元カノという鏡が私は見た目はボーイッシュだけど女子力が高いということを、
そしてそんな私はそれなりに素敵なのだということを教えてくれたのだ。
私は元カノに愛されたおかげで、
心も体も玉虫色の私をそのまま受け入れることができたような気がする。

昔実家で当時流行ったアメリカンショートヘアをたくさん飼っていた。
理由があって去勢できない雄と雌がこっそり交尾してしまった。
5匹のかわいい子猫が生まれた。
みんなか美しい縞模様。
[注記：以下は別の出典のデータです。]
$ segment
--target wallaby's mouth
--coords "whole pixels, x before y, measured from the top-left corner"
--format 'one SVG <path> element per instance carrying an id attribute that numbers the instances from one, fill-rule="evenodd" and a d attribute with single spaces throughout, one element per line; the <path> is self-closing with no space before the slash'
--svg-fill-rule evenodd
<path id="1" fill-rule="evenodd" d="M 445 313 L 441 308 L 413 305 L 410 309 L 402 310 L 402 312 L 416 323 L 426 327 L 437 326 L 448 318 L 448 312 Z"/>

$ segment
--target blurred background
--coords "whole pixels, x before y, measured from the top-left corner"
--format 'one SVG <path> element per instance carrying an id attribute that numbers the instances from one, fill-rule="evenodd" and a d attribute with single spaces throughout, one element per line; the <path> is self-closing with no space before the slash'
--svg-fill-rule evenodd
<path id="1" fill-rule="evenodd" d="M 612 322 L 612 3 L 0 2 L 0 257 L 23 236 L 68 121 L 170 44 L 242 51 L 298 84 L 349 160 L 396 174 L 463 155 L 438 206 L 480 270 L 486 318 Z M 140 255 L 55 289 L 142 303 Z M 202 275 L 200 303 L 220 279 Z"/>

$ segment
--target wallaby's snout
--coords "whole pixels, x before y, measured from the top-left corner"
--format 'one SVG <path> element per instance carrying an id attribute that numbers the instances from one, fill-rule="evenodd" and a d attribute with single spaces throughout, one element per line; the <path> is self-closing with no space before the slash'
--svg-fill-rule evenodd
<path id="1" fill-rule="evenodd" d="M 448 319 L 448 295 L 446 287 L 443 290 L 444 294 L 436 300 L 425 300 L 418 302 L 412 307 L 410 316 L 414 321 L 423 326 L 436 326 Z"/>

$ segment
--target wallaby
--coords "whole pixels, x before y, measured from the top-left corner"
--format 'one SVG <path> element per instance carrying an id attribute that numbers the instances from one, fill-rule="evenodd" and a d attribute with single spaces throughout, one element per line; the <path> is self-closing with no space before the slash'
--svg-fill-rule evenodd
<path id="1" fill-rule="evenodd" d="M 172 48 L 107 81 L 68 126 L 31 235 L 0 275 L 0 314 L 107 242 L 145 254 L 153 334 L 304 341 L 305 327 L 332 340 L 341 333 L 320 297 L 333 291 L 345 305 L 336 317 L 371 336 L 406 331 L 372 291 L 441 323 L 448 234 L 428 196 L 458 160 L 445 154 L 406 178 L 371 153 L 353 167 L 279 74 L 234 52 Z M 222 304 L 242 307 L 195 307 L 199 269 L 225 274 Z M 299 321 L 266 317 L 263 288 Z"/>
その中の1匹はとても変わった風合いだった。
きれいな縞模様でなくグレーが自由にグラデーションしていた。
その子以外はお世話になっていた動物病院の看護師さんにもらわれた。
その変わった風合いの子はもらい手がなかったり、
かわいがってもらえないのはかわいそうだからウチで飼うことにした。
私たちはフウと名づけて、その子をかわいがった。
あとで知ったけれど、その風合いは珍しくて貴重な模様なのだそう。

私は自分とフウを重ねる時がある。
最初は醜いかもしれないと思ったその姿が珍しくて貴重で素敵なのだと。

私は見た目と中身がミスマッチかもしれない。
でも、そこが私の魅力なのではないか?
フウが生まれてきた時のことを思い出す度、そう思うのだ。
そして、そう思わせてくれた魔法の鏡である元カノにいつもいつもありがとうと思う。